Pepe Reina’s stunning double save from first Tim Cahill and then Marouane Fellaini was the latest in a long line of spectacular stops from the man who has guarded Liverpool’s goal with great distinction since his £6m move from Villarreal before the 2005/06 season. Displacing Jerzy Dudek, who had become a Liverpool legend in the final game of the previous campaign, Reina went on to set a club record of 11 straight clean sheets in his first season, winning the first of three consecutive Barclays ‘Golden Glove’ awards – the trophy awarded for keeping the most clean sheets in a campaign. He broke his own record by keeping 20 clean sheets in his 38 games last season, and while Liverpool’s defensive troubles have seen him ship more goals than usual this campaign, none of the goals he’s conceded could be put down to him, and Liverpool would be in a much worse position without their Spanish stopper.
Often overshadowed by Edwin van der Sar and Petr Cech when discussing the Premier League’s best goalkeepers, Reina has now – in this writer’s opinion at least – risen above the Manchester United and Chelsea custodians due to the former’s injuries and the latter’s loss of form and confidence. One of the best ever at distributing the ball from the back – Dirk Kuyt’s game-clinching goal at Goodison came from a quick attack started by the goalkeeper’s long pass to the Dutchman – Reina is also one of the best at anticipating danger.

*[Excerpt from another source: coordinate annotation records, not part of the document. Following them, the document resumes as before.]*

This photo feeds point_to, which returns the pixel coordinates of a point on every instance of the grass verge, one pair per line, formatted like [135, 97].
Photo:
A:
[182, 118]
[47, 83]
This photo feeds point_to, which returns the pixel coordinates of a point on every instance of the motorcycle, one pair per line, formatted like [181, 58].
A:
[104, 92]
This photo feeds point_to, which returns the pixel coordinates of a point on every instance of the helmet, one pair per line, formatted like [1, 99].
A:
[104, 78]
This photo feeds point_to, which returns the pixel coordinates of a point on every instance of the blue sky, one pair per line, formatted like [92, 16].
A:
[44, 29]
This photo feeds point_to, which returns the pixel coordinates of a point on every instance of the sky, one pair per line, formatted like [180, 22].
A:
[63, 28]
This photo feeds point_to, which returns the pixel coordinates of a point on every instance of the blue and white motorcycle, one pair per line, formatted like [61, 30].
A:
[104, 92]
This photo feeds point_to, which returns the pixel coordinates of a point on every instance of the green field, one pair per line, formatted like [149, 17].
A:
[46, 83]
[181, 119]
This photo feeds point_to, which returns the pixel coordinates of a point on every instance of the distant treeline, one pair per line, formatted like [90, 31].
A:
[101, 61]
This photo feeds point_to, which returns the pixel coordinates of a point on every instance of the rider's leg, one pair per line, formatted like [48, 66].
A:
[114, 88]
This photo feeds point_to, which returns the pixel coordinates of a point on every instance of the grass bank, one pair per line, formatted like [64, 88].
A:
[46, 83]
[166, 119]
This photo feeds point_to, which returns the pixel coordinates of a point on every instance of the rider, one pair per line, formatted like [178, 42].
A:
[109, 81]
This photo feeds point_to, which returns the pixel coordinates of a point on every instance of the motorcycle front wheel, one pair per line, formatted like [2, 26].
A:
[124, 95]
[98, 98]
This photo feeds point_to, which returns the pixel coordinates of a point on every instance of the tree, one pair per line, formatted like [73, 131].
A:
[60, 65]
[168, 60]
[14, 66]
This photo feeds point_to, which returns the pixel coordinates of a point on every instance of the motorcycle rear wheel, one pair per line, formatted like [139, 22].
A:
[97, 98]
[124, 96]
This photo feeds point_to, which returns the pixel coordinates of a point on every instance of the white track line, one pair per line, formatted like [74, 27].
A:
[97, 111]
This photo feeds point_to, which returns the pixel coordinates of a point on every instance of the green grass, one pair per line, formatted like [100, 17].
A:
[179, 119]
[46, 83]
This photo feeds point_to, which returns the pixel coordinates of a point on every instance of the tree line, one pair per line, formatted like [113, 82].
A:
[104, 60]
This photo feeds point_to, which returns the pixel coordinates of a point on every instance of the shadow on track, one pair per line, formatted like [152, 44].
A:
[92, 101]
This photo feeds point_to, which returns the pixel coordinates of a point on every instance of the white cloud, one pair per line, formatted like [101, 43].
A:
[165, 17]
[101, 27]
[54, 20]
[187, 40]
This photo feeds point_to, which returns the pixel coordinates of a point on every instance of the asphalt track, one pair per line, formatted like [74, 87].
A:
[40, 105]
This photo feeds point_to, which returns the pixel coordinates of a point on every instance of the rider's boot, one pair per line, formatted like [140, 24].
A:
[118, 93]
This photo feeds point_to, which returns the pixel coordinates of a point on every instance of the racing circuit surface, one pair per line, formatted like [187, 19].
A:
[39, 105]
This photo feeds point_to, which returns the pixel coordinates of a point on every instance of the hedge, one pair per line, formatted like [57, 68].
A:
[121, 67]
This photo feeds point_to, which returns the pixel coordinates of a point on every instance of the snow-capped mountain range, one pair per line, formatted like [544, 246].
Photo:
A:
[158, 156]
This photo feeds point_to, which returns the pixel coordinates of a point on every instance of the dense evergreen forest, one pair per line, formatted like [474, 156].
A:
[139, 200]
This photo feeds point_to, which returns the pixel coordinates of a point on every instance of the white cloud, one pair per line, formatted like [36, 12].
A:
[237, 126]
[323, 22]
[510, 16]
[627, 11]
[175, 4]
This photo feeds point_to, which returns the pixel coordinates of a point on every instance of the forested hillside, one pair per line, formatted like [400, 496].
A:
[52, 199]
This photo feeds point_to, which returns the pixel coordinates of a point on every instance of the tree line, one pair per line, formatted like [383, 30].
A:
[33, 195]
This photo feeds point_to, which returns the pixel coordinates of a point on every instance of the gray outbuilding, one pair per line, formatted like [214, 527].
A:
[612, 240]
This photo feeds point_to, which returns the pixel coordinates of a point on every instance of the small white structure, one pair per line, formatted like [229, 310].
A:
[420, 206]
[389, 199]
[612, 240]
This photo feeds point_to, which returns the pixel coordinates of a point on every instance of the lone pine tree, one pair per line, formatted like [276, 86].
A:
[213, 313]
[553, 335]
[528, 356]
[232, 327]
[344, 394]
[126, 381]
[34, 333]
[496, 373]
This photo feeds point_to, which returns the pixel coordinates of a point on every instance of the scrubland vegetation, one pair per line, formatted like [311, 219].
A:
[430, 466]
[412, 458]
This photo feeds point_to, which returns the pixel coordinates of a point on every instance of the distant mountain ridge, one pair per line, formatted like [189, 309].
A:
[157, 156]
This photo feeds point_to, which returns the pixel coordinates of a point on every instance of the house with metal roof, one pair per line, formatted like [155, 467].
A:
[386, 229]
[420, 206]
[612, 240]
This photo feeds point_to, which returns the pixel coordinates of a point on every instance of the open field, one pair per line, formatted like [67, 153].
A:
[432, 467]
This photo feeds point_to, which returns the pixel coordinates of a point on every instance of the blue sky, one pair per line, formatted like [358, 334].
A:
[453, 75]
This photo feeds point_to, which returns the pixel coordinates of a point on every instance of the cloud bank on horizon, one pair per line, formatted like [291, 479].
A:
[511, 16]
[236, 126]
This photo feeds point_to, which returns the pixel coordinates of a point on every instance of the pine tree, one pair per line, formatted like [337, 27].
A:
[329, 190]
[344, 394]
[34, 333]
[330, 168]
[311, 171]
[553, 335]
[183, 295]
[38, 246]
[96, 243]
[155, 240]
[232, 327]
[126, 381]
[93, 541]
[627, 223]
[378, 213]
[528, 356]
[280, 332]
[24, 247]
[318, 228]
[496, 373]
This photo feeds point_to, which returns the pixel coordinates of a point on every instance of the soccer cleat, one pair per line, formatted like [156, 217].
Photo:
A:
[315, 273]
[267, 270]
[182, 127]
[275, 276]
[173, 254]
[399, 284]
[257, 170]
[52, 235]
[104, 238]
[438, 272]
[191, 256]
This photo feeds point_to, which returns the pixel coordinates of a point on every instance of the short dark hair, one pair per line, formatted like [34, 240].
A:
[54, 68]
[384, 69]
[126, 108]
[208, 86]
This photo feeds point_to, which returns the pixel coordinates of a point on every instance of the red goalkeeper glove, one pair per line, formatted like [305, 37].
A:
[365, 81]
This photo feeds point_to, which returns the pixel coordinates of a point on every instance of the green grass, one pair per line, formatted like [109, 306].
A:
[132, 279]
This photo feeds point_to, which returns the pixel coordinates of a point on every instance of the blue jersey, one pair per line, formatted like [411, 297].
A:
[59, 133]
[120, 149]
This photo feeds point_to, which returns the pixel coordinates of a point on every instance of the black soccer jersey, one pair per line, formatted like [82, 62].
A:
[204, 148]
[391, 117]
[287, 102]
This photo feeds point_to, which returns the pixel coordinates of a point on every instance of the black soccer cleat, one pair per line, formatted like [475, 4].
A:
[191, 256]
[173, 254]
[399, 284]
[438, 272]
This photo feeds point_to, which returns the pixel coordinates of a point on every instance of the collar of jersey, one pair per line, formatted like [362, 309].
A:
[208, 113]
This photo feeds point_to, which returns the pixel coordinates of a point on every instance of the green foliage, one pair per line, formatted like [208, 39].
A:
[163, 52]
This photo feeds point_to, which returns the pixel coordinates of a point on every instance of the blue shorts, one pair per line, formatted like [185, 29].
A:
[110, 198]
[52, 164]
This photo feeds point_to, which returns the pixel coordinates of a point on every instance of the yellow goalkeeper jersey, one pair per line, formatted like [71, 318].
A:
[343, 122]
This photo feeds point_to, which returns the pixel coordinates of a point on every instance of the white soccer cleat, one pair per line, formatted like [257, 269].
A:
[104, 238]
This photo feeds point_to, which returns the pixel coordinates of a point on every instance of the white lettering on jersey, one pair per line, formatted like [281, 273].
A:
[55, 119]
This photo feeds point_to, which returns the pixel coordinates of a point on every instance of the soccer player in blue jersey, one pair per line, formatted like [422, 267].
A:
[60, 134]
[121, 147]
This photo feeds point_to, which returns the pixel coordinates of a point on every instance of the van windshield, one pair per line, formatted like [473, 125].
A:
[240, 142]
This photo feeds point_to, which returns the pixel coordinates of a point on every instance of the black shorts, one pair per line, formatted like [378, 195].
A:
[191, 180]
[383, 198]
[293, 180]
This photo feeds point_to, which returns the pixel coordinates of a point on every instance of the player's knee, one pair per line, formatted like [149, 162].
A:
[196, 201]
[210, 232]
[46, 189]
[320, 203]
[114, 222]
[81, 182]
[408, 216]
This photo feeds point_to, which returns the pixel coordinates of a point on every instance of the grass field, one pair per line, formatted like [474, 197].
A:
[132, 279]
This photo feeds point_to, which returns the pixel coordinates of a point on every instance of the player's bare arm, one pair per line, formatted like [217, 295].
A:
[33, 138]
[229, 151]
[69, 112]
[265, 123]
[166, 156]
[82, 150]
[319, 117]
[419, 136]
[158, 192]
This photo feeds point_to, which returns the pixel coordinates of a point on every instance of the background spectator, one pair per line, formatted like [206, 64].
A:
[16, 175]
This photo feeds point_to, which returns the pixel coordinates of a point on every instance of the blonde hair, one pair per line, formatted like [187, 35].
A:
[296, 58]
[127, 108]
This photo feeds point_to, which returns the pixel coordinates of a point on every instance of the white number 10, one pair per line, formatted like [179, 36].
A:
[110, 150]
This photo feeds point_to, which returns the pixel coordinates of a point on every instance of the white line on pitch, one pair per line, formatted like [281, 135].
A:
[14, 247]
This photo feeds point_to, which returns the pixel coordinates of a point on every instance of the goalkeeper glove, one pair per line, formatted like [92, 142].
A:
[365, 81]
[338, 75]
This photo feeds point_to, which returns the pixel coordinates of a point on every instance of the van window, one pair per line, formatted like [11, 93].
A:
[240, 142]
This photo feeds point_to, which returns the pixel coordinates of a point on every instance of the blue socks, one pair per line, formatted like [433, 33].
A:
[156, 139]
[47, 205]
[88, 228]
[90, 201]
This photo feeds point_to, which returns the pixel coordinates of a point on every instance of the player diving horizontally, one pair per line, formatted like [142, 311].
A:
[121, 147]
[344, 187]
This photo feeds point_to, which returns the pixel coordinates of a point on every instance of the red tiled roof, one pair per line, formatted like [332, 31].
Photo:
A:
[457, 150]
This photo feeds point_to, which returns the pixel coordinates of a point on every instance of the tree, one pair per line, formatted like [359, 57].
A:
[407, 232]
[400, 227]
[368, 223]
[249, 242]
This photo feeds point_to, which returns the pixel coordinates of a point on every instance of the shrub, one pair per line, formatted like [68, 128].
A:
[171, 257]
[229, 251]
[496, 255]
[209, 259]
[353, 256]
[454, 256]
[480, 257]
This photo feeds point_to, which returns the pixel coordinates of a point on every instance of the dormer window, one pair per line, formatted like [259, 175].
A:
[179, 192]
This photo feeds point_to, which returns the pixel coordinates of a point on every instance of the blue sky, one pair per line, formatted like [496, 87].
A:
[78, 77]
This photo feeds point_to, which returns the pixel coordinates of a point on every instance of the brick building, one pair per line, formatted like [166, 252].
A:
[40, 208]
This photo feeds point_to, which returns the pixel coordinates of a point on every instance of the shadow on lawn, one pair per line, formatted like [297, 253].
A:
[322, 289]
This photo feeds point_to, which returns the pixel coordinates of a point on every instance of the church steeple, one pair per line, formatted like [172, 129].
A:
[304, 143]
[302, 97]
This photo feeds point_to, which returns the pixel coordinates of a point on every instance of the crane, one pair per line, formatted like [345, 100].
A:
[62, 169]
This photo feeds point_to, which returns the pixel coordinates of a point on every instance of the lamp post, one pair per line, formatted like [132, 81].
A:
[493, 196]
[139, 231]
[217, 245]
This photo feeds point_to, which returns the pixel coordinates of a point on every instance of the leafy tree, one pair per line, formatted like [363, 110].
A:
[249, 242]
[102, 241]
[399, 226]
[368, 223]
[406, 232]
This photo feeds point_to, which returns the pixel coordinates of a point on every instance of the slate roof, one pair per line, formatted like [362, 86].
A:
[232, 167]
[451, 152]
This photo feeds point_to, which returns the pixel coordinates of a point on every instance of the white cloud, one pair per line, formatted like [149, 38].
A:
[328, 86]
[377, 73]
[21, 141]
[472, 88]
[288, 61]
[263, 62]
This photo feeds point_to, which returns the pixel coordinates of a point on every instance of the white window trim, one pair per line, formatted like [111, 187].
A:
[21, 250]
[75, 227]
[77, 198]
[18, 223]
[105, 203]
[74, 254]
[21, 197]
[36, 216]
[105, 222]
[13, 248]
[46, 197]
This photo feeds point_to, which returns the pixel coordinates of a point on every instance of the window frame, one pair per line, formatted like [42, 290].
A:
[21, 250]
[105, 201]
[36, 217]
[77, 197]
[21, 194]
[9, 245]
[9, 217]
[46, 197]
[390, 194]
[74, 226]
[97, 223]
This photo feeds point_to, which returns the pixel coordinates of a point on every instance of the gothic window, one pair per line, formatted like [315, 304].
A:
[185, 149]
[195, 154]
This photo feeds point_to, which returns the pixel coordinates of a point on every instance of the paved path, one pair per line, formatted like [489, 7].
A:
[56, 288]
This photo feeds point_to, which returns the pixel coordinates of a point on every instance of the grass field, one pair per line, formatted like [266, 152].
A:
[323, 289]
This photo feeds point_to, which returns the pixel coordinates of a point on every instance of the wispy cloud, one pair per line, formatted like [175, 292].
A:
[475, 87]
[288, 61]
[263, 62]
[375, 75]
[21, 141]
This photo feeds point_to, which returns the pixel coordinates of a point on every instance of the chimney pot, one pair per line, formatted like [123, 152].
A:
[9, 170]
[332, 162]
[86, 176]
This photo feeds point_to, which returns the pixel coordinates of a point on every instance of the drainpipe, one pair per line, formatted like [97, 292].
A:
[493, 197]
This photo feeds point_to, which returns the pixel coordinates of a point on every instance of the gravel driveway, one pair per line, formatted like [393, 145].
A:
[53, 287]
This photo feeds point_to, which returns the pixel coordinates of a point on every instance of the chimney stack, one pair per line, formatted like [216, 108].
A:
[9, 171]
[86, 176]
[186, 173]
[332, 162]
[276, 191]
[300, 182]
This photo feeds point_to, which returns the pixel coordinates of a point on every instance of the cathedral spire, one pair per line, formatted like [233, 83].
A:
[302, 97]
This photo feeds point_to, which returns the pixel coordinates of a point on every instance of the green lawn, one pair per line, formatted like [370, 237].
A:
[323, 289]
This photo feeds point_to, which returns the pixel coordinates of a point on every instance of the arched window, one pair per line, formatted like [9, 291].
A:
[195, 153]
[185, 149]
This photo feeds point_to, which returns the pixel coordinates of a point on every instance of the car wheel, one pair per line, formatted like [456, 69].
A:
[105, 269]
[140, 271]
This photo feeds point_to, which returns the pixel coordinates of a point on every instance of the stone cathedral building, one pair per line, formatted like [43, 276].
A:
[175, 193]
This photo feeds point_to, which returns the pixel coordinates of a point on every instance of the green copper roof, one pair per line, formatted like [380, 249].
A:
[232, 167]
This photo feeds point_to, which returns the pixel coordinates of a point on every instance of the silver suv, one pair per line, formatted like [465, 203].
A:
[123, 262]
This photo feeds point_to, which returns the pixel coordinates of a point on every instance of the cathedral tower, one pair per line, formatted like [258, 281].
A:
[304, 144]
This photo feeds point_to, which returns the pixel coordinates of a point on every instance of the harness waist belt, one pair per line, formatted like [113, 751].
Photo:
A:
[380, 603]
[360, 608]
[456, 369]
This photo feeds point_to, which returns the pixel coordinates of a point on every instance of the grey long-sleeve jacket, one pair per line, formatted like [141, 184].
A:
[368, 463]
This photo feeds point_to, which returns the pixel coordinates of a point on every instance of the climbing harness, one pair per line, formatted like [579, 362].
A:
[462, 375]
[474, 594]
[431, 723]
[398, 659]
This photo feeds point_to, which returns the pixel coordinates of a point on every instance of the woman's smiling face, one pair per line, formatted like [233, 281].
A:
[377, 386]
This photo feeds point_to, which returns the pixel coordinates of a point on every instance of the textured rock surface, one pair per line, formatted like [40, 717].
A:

One quick reaction to deny an onrushing Diniyar Bilyaletdinov in particular caught the eye, a quality that he’s demonstrated more times than there are pronunciations of the Russian midfielder’s name.
Don’t let the baldness fool you, Reina is still only 27, and so – if we were to use the ageing van der Sar as an example – he could still have 12 years left at the top. One of the most popular and respected members of the Liverpool squad, Reina is regarded as one of the leaders of the club and the team. It was the goalkeeper who organised the pre-match huddle before the victory over Manchester United in October. He sprinted the entire length of the pitch to celebrate David Ngog’s stoppage time strike. His talk of a new contract whilst in the depths of the doom and gloom surrounding the club earlier in the season won him even more admirers amongst the club’s support. Here is a foreign player who has quickly become aware of the club’s history and tradition – Fernando Torres, Reina’s next door neighbour, credits the goalkeeper with educating him in the ways of the club and the city, and Torres isn’t the only Spaniard to hold him in high regard. Reina was the main cheerleader after Spain’s Euro 2008 triumph – at his fellow players’ request.
There are several questions surrounding many of the current Liverpool squad and their futures, but supporters can rest easy about their goalkeeper. Reina will remain a top quality performer for the Reds for years to come. Neither club nor player would want it any other way.